Canada's provinces are being granted more autonomy to reshape health care as Ottawa moves to end 50 years of using its funding power to coerce provinces to adopt national standards.
With federal funding now set, Health Minister Leona Aglukkaq sent a letter on Tuesday to her provincial and territorial counterparts urging them to focus on how to reduce escalating health costs and to "put the divisive issue of funding behind us."
The letter is a sequel to the most important change in half a century to how Ottawa and the provinces run Canada. Prime Minister Stephen Harper is inviting provinces, with some federal guidance, to do as they see fit in their own jurisdictions while inviting them to co-operate in establishing national benchmarks for delivering health services.
But the new funding formula – annual increases staying at the current level of six per cent until 2017, then tied to inflation and economic growth – has divided the country.
The West welcomes the certainty of the new model. It sees as a key victory the fact that Ottawa will allocate funds on a per capital basis rather than disproportionately favouring poorer provinces. The East calls the offer insufficient and an abuse of the federal-provincial process.
Saskatchewan Premier Brad Wall on Tuesday acknowledged frustration with the process, but said he and Western colleagues agree that health talks can't be just about money.
"I think it would be better if everybody sort of agreed, but, man, it's Canada. I don't know if there are many examples of that," he said in an interview. "Each province has to develop their own position on this. I absolutely respect that. I get that. Some of it may be more informed by the relative fiscal status of a province, for example."
Alberta Premier Alison Redford was buoyant on Tuesday.
"What we were very pleased to see was an acknowledgement for the first time that Alberta needed to be treated equally on a per capita basis. That is a tremendous success for us.

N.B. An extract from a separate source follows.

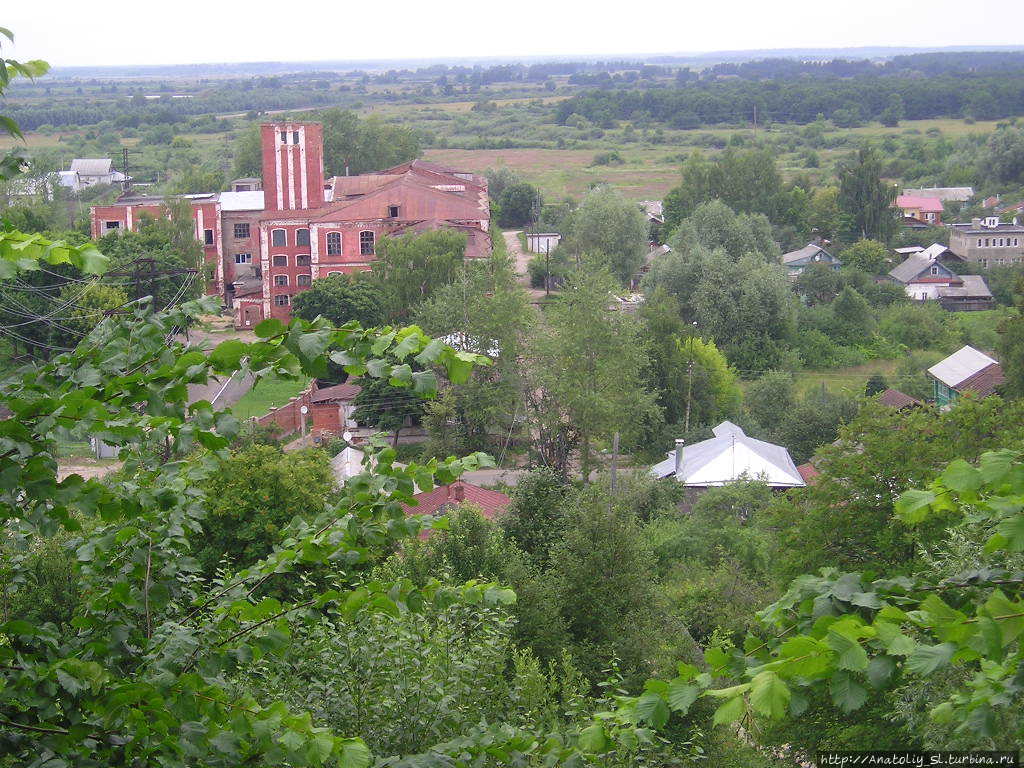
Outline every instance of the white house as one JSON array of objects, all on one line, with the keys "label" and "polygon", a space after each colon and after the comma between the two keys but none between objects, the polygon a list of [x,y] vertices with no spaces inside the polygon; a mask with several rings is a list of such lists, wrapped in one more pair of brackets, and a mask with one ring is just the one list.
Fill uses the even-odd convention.
[{"label": "white house", "polygon": [[551,253],[562,241],[557,232],[538,232],[526,235],[526,249],[530,253]]},{"label": "white house", "polygon": [[109,157],[76,157],[71,161],[71,172],[76,174],[69,177],[71,183],[77,185],[71,187],[75,192],[97,184],[120,184],[128,180],[114,168],[114,161]]},{"label": "white house", "polygon": [[712,432],[715,436],[710,440],[693,445],[676,440],[676,449],[651,467],[651,474],[674,477],[689,488],[727,485],[743,479],[763,480],[771,488],[805,485],[783,446],[748,437],[730,421],[723,421]]}]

It's going to make a difference in terms of our health transfer payment."
Ottawa's move has also enraged champions of the traditional approach to crafting a national strategy for delivering social services.
"This really is quite astounding and maybe unprecedented and I think potentially very dangerous to the future of medicare in Canada," said Roy Romanow, the former Saskatchewan premier who wrote a royal commission report on health care reform in 2002.
By offering money with no strings attached, Mr. Romanow said, richer provinces can experiment with new services – via public or private routes – that other provinces can't afford.
On Tuesday, New Brunswick's Conservative Premier David Alward joined other Eastern provinces in opposing the proposal, saying the approach is "totally unacceptable" and that he would work with other premiers to force Ottawa to negotiate a deal rather than impose one.
The Conservatives decided on a unilateral approach several months ago, government sources said. The goal was to provide the provinces with certainty while weaning them off annual increases in transfers that are currently three times the rate of inflation.
Mr. Harper particularly wanted to avoid getting into protracted negotiations with premiers over how much money there would be and how the funding formula would be calculated.
Officials identified three potential windows for releasing the new numbers. The first was Mr. Flaherty's November fiscal update. But cabinet had not approved the new deal then.
The second opportunity was Monday's meeting of federal and provincial finance ministers. The Conservatives also contemplated holding off until January, when the premiers meet to discuss health care, but decided to reveal their plan sooner rather than later.
Questions remain about the government's contention that health-care spending is slowing.
Background documents posted on the Finance Canada website in conjunction with the announcement of the new formula for health transfers pointed to a recent report from the Canadian Institute for Health Information to support the claim. The CIHI data showed that while increases in provincial health costs averaged more than seven per cent from 2000 to 2010, the rate of growth is projected to decline to 3.2 per cent for 2011.
Finance Canada documents said that the slower growth is because "governments are working to move health care funding to a balanced and sustainable path," but a CIHI official said the institute can't explain the one year drop, or whether it is a statistical blip.
While a lot of public attention has been given to the expected long-term increase in health care costs due to an aging population, Francine Anne Roy, the CIHI's director of health spending and strategic initiatives, points out that the institute's research has found population aging to be a "relatively modest" driver of health costs. The more pressing causes are labour, hospitals, drugs, population increases and inflation.